"Lebst du da in den Baracken, oder?"

Von Angelika Calmez · 22.01.2010
Wenn wir von Auschwitz reden, meinen wir meistens das Auschwitz der Nazis. Weltweit gilt der Name Auschwitz als Symbol für den Holocaust. Aber in der Gedenkstätte Auschwitz-Birkenau finden Besucher auch ein Schild zur Synagoge und zum "Auschwitz Jewish Center": Auschwitz, oder auf Polnisch: Oświęcim, war einst eine zur Hälfte jüdische Stadt.
Lucyna Filip: "Das ist alles auf der Schreibmaschine geschrieben ..."
Jugendliche: "Hat man das hier nachträglich noch ein bisschen ... ?"
Lucyna Filip: "Nein, nichts ..."

Besuch im Archiv der Gedenkstätte Auschwitz-Birkenau. Hier arbeitet Lucyna Filip. Täglich gehen Akten jüdischer KZ-Häftlinge durch ihre Hände. Vom jüdischen Leben in der Stadt Auschwitz - oder auf Polnisch Oświęcim - hörte sie allerdings erst zu Beginn der 1990er-Jahre, von einer Dame in Israel.

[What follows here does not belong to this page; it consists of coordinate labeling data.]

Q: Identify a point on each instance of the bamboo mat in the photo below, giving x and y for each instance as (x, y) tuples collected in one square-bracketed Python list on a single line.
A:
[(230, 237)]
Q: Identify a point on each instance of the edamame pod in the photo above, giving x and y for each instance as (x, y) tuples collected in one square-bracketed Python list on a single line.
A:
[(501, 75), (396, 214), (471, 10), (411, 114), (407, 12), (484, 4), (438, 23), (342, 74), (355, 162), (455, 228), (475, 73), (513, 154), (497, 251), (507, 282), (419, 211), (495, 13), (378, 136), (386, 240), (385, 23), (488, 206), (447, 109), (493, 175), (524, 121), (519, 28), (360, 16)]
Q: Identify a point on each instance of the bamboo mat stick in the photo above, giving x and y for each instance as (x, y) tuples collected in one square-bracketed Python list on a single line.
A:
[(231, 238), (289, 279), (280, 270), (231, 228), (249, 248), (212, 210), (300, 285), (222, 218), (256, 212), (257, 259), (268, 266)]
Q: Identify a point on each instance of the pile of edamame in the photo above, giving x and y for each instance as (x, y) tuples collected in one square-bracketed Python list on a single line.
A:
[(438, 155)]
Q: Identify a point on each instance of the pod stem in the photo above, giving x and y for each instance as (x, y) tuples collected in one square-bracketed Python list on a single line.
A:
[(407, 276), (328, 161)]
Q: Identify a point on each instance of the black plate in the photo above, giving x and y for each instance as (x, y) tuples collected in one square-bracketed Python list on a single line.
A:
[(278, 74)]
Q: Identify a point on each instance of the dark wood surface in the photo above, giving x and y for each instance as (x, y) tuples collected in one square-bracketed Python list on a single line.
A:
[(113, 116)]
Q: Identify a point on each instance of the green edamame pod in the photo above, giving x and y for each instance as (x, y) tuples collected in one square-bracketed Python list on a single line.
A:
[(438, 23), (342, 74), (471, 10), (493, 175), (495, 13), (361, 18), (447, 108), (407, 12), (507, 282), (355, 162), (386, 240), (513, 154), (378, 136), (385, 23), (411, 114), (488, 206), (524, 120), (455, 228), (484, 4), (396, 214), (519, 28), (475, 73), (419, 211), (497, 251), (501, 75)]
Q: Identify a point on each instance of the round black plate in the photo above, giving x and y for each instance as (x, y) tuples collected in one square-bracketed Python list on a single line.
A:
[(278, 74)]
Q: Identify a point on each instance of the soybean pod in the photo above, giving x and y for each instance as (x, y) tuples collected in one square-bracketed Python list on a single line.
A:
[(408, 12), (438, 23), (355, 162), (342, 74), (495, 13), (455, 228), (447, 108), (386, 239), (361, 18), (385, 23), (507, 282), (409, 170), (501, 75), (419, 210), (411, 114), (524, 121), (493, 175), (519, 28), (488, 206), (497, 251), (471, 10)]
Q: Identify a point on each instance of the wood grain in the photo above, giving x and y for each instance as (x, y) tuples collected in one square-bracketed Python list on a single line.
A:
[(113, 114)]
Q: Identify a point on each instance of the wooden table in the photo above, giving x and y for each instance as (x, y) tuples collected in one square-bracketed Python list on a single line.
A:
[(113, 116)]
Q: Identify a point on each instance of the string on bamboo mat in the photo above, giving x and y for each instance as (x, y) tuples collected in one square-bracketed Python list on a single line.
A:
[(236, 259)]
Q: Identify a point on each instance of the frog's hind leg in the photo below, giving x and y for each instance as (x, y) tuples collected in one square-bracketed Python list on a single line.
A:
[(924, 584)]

"Auf jeden Fall, sie hat erzählt von Oświęcim, wie sie hier gelebt hat, von den Juden. Und ich habe damals gesagt: Welche Juden? Was erzählt sie überhaupt?"

Zurück in Oświęcim entdeckte die Historikerin: Der Teppichladen nahe der Pfarrkirche im Herzen der Stadt war einst eine Synagoge – die einzige, die die Nazis stehen gelassen hatten. In Archiven von Krakau bis Stockholm fand Lucyna Filip Dokumente über die jüdische Bevölkerung in Oświęcim. Sie belegte wissenschaftlich: 1938 wohnten mehr Juden als Katholiken in der Stadt! Heute lebt in Oświęcim nur noch ein Bruchteil der ursprünglichen Bevölkerung. Stadtspaziergang mit Stefan Solarczyk.

"Als Nachbarn hat man sich zusammengesetzt, gemeinsam und die Mütter kannten sich untereinander. Das war ein ganz normales Leben auch auf den Marktplätzen hat man sich hingesetzt oder irgendwo und hat man sich unterhalten. Das waren ganz normale und freundliche Beziehungen."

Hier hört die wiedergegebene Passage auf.